Une des résolutions qui seront discutées jusqu’à jeudi à Genève est relative à la restauration des liens familiaux. «Nous visons une sanctuarisation de ces données, de la même manière que les Etats accordent un espace aux humanitaires pour qu’ils puissent venir en aide aux blessés de guerre ou aux déplacés», espère Florence Anselmo.

Dans le projet de résolution, les Etats sont appelés à «s’abstenir de demander ces données personnelles» auprès des Croix-Rouge et Croissant-Rouge locaux, qui font ensuite remonter l’information à Genève, au siège du CICR. Une exigence qui ne va pas de soi. On s’attend à des résistances de tous les pays qui brandissent leur souveraineté nationale comme un étendard. Les décisions de la conférence doivent être prises par consensus. Avec la présence à la table des négociations des sociétés nationales des Croix-Rouge et Croissant-Rouge, a priori plus pragmatiques que les gouvernements, l’organe est réputé moins polarisé que les enceintes onusiennes. Mais rien n’est joué.

Le premier besoin humanitaire

 

L’enjeu d’un espace humanitaire numérique dépasse la restauration des liens familiaux. Les populations prises dans les conflits ou frappées par les catastrophes naturelles tentent par tous les moyens de se connecter à internet pour avoir des nouvelles de leurs proches ou pour trouver de l’aide. «Quand vous les interrogez sur leurs besoins, ils commencent par vous demander du wi-fi ou votre portable pour donner et prendre des nouvelles», raconte Philippe Stoll, chargé de la recherche en communication humanitaire au CICR et qui a réalisé de nombreuses interviews avec des personnes recevant une assistance.
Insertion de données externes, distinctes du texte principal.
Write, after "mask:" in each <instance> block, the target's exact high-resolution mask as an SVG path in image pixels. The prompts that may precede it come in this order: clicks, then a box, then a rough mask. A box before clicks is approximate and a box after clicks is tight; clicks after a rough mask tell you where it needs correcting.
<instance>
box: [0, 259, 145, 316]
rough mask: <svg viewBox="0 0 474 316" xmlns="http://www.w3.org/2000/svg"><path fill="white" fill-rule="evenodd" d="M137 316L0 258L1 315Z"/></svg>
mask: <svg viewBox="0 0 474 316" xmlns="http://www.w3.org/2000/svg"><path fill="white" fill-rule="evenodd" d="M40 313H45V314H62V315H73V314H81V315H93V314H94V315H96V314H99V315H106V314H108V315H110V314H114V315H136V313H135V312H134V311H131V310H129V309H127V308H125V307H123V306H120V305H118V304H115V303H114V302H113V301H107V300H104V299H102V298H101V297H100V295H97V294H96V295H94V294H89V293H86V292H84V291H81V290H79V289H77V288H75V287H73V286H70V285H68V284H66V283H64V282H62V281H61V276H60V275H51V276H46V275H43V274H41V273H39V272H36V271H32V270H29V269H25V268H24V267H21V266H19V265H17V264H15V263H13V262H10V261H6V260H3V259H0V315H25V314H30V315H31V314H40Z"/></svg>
Les plateformes internet et les réseaux sociaux sur lesquels se connectent les civils ne sont pas sécurisés. Les données générées pourraient être utilisées pour localiser, profiler, voire cibler, certains groupes. Face à ce dilemme, le CICR a lancé une réflexion pour un concept de plateforme permettant le partage d’information entre personnes affectées et le CICR en assurant la protection légale des données échangées. Une version pilote et ciblée devrait être lancée l’an prochain. L’organisation humanitaire continue de sensibiliser les géants du web à ces enjeux. Un délégué est notamment basé dans la Silicon Valley, en Californie. Google ou Facebook ont leurs propres services permettant aux personnes séparées de se reconnecter, mais ces outils ne garantissent pas l’anonymat des utilisateurs.

Simon Petite

Source : Le Temps (Suisse)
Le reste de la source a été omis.